Manent is restating here a traditional conservative admonition about the dangers of modern philosophy, which proclaims its power to master and to control. The core of his warning is that nature imposes limits, and that a failure to heed these limits must bring disappointment and tragedy. This is sound theoretical advice. At the same time, it is necessary to ask what should follow practically from these "natural" facts of "intractability" and a "mankind divided," besides the suggestion to curb our exuberance for the spread of democracy. This matter is all the more pressing because of the new circumstances of our time, which call into question the practical conclusions that this conservative analysis has supported in the past. These conclusions generally favored political quiescence and desistance. Following this counsel in our time, however, might serve paradoxically to reinforce the great illusion of mastery and control rather than to check or moderate it.

* * *

For four or five centuries, the context of this cautious advice has been the assumption of the West's safety from and superiority over outside forces. The counsels therefore took the form of warnings against huge enterprises—against colonial ventures, empires, and missions to remake the earth. Less action would save us from such follies. The underlying premise in dealing with the rest of mankind was that we were now and forever secure at home. Edward Gibbon expressed this point when he asked, with "anxious curiosity," whether Europe could ever again be "threatened with a repetition of those calamities which formerly oppressed the arms and institutions of Rome." On surveying the conditions of the world and the state of development in the West, including the progress of its science and arms, he concluded that a similar threat in modern times was all but impossible. And should the nearly impossible nevertheless occur, and Europe find herself again threatened, Gibbon offered a final consolation (though one that the anti-Americans will no doubt find repulsive): "Should the victorious Barbarians carry slavery and desolation as far as the Atlantic Ocean, ten thousand vessels would transport beyond their pursuit the remains of civilized society; and Europe would revive and flourish in the American world, which is already filled with her colonies and institutions."

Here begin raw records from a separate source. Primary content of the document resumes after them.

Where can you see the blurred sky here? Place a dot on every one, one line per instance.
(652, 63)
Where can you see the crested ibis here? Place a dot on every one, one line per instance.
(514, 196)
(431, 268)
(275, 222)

Until the last decade, few would have quarreled with the soundness of Gibbon's judgment. If "barbarism" were to succeed in destroying the West, it would not be a barbarism from the outside, but one of the West's own making. Today, technological development has proceeded to a new stage in which the balance between attack and defense has changed. Outsiders, even without mastering advanced technology, have access to its destructive instruments; they can wreak havoc on the West. At the same time, the willingness to engage in such attacks has grown with the re-opening of the centuries-long struggle between Islam and Christianity (or enlightened civilization). Manent restates, and seems to agree with, Aron's argument that men will always do what technology allows them to do, at least when they think it advantageous to their interest or cause. It is this facet of the "intractability" of nature that those in the West, if the West can still be said to exist, must now anxiously contemplate.

Whatever the direction of Pierre Manent's own thinking on this point, his book forces the reader to confront the most fundamental political questions of our age—an age that is characterized by the growing threat to the existence of the political. A World Beyond Politics? is a remarkable tour d'horizon that happens also to be a genuine tour de force.